Foto: Capuchinhos; Da esquerda para a direita: Frei Hermano Filipe, Frei Ricardo Jorge, Frei Fernando Alberto, Frei João Guedes, Frei Luís Leitão e Frei Patrice Afonso

Fátima, 29 mai 2026 (Ecclesia) – Os Frades Menores (Franciscanos) Capuchinhos em Portugal elegeram frei Fernando Alberto Cabecinhas como novo responsável nacional – ministro provincial -, e respetivo governo, no 21.º capítulo que termina esta sexta-feira, 29 de maio, no Centro Bíblico, em Fátima.

“Os irmãos Capuchinhos elegeram o novo governo provincial para o triénio 2026-2029”, na manhã deste dia 28 de maio, informa a ordem religiosa, numa nota enviada hoje, à Agência ECCLESIA.

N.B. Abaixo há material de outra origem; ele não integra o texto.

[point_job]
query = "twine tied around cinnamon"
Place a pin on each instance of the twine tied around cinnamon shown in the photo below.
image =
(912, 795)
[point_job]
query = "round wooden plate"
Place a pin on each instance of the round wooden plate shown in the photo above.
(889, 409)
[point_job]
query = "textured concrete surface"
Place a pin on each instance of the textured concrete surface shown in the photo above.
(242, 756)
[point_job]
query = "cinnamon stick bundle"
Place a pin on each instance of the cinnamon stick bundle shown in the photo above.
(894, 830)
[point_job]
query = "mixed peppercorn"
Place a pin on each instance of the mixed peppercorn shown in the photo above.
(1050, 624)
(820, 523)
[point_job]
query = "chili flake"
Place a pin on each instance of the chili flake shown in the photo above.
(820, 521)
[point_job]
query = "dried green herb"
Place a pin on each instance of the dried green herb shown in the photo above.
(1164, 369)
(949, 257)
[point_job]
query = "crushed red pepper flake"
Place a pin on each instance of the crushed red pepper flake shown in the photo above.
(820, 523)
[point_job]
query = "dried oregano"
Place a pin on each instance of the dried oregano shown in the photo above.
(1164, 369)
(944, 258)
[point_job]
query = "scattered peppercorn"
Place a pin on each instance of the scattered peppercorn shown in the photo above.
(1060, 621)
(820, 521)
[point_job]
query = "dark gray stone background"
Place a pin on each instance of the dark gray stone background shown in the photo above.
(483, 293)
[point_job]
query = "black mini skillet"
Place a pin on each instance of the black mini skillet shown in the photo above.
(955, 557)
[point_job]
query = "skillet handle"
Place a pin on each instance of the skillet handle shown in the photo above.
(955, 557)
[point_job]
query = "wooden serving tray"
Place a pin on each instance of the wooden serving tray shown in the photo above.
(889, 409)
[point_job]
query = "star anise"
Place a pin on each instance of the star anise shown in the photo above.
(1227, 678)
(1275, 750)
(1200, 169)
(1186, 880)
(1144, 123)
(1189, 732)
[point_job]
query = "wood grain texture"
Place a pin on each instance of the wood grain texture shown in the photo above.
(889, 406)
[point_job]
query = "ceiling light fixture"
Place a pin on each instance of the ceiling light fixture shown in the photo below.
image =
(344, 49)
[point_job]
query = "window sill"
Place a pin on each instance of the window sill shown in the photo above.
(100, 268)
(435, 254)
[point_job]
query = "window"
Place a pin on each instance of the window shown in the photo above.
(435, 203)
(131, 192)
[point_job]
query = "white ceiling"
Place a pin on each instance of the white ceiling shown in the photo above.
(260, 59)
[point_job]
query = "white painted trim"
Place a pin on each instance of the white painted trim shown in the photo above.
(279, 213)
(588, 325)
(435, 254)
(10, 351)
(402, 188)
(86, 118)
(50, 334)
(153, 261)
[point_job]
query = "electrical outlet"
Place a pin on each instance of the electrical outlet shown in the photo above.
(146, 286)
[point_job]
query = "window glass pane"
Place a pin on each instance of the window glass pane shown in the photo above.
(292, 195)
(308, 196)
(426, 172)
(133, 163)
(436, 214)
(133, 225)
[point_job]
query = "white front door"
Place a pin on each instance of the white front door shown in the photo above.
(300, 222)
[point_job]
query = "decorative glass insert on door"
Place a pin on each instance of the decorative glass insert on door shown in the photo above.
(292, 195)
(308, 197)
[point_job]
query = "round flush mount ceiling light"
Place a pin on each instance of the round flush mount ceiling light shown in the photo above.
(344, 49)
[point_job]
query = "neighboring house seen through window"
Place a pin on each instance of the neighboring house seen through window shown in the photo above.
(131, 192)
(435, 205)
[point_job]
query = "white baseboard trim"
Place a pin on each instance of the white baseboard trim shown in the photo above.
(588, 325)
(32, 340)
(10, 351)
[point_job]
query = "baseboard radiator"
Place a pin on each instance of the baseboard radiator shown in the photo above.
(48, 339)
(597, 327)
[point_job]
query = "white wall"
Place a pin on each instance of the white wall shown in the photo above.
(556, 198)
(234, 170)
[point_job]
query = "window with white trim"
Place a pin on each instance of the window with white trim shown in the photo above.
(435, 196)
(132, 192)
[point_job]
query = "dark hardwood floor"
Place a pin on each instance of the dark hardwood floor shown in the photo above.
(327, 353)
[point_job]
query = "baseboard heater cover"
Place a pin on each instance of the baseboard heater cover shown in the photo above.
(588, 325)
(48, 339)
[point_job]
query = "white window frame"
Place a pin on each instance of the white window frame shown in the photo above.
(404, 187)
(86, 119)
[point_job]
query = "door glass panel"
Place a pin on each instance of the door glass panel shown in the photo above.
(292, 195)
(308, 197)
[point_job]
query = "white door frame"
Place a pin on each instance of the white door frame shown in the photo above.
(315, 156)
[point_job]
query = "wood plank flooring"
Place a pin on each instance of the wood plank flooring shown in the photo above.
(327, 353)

O novo governo da Província Portuguesa da Ordem dos Frades Menores Capuchinhos, para além do superior nacional, frei Fernando Alberto Cabecinhas, eleito ministro provincial, é constituído pelo vigário provincial, frei João Guedes, atualmente pároco na Baixa da Banheira (Diocese de Setúbal), e por três conselheiros: Frei Hermano Filipe, segundo conselheiro, frei Ricardo Jorge, terceiro conselheiro, e frei Luís Leitão, o quarto Conselheiro.

Esta não é a primeira vez que frei Fernando Alberto Cabecinhas, natural da Bajouca (Diocese de Leiria-Fátima), é escolhido pelos seus irmãos religiosos como ministro provincial dos Capuchinhos em Portugal, foi eleito em 2014, no 17.º capítulo da congregação, e reeleito para um novo triénio, em 2017.

Os Franciscanos Capuchinhos em Portugal estão reunidos no seu XXI Capítulo Provincial, sob o lema ‘A nossa identidade carismática: passado-presente-futuro’, desde domingo, 24 de maio, no seu Centro Bíblico, em Fátima.

Esta reunião está a ser presidida por frei Patrice Afonso Fernando, capuchinho angolano que é conselheiro geral da ordem (2024-2030), e conta ainda com convidados, o ministro provincial de Angola, frei Pietro Tosato, e o ministro provincial de Pontianak, na Indonésia, frei Faustus Bagara Darmawan.

Nos capítulos provinciais, realizados a cada três anos, os irmãos avaliam o triénio que termina, tratam de assuntos relacionados com a vida e a atividade da província, e elegem o ministro provincial e o seu conselho.

As presenças dos Capuchinhos em Portugal, em particular as mais antigas –  Barcelos (Arquidiocese de Braga), Porto e Gondomar, Fátima, e Lisboa -, nasceram para dar resposta “a alguma necessidade da Ordem ou da Igreja”, estes religiosos encontram-se ainda na Baixa da Banheira (Diocese de Setúbal).

“Hoje, urge repensá-las para que a missão dos irmãos continue a ser profética, segundo a sua identidade carismática”, explicou a ordem religiosa, numa nota enviada à Agência ECCLESIA, sobre a reunião magna nacional que termina esta sexta-feira, dia 29 de maio.

Os irmãos da Província Portuguesa da Ordem dos Frades Menores Capuchinhos estão a partilhar o dia a dia do 21.º capítulo na sua página na internet.